Jun 1 ’11

z/Data Perspectives: Partitioning Pros and Cons

by Craig S. Mullins in z/Journal

Before deciding whether or not to use a DB2 partitioned table space, it’s wise to weigh the pros and cons. The following applies to partitioning in general and all types of partitioning, including index-controlled, table-controlled, and universal partition-by-range.

Advantages of a Partitioned Table Space

Each partition can be placed on a different disk volume to increase access efficiency. Of course, this is more difficult, if not impossible, to accomplish with RAID storage devices, so this doesn’t generally apply to shops using modern disk storage arrays.

Partitioned table spaces can be used to store large amounts of data. The maximum size of segmented table spaces is 64GB.

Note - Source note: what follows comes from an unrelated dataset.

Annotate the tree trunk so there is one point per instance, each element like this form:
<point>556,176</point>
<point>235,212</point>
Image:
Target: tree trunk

START and STOP commands can be issued at the partition level. By stopping only specific partitions, the remaining partitions are available to be accessed, thereby promoting higher availability.

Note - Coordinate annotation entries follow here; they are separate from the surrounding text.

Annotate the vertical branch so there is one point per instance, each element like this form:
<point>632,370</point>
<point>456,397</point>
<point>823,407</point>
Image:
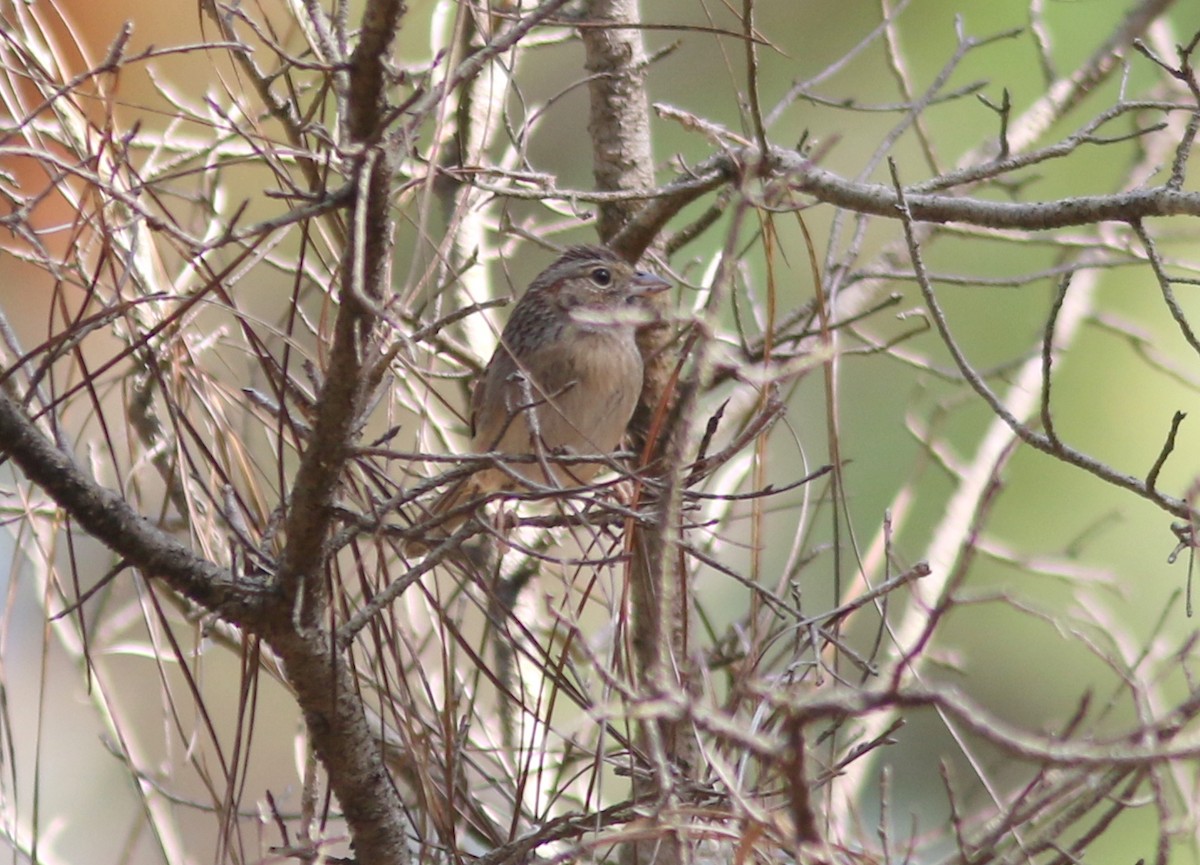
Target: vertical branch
<point>623,161</point>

Free space (PCTFREE and FREEPAGE) can be specified at the partition level, enabling the DBA to isolate data “hot spots” to a specific partition and tune accordingly.

Query I/O, CPU, and Sysplex parallelism enable multiple engines to access different partitions in parallel, usually resulting in reduced elapsed time. DB2 can access non-partitioned table spaces in parallel, too, but partitioning can optimize parallelism by removing disk contention.

Table space scans on partitioned table spaces can skip partitions that are excluded based on the query predicates. Skipping entire partitions can improve overall query performance for table space scans.

By mixing clustering and partitioning, you can design to decrease data contention. For example, if the table space will be partitioned by DEPTNO, each department (or range of compatible departments) could be placed in a separate partition. Each range of departments is in a discrete physical data set, thereby reducing inter-departmental contention due to multiple departments co-existing on the same data page.

You can further reduce contention by creating Data Partitioned Secondary Indexes (DPSIs). Prior to V8, some contention remained for data in non-partitioned indexes. Defining a Non-Partitioned Secondary Index (NPSI) on a table in a partitioned table space causes you to lose some of the benefits of partition-level independence for utility operations because access to an NPSI isn’t broken apart by the partitioning scheme.

DB2 creates a separate compression dictionary for each table space partition. Multiple dictionaries tend to cause better overall compression ratios. In addition, it’s more likely the partition-level compression dictionaries can be rebuilt more frequently than non-partitioned dictionaries. Frequent rebuilding of the compression dictionary can lead to a better overall compression ratio.

The REORG, COPY, and RECOVER utilities can execute on table spaces at the partition level. If these utilities are set to execute on partitions instead of on the entire table space, valuable time can be saved by processing only the partitions that need to be reorganized, copied, or recovered. Partition independence and resource serialization further increase the availability of partitions during utility processing.

Modifying partitioning details, changing partition key ranges, and rotating partitions is more flexible than ever with online schema change support.

Disadvantages of Partitioning

Only one table can be defined in a partitioned table space. This isn’t really a disadvantage, merely a limitation.

Prior to DB2 V8, updating the partitioning key was problematic. Before the limit key values could be updated, the PARTKEYU DSNZPARM parameter had to be set to YES. And if updates were allowed, it was likely they ran slowly. If PARTKEYU was set to NO, you had to DELETE the row and then re-INSERT it to change a value in a column of a partitioning key. But things have changed. As of V8, a partitioning index is no longer required. Furthermore, any partitioning key can be updated without worrying about the PARTKEYU parameter, which is no longer even supported.

The range of key values for which data will be inserted into the table should be known and stable before you create and define the limit keys for the partitioning index. These ranges should distribute the data throughout the partitions according to the access needs of the applications using the data. If you provide a stop-gap partition to catch all the values lower (or higher) than the defined range, monitor that partition to ensure it doesn’t grow dramatically or cause performance problems if it’s smaller or larger than most other partitions.

Summary

More and more of your DB2 table spaces will be partitioned because of the advent of universal table spaces and the deprecation of support for simple table spaces. Learn the benefits of partitioning and use them to your advantage.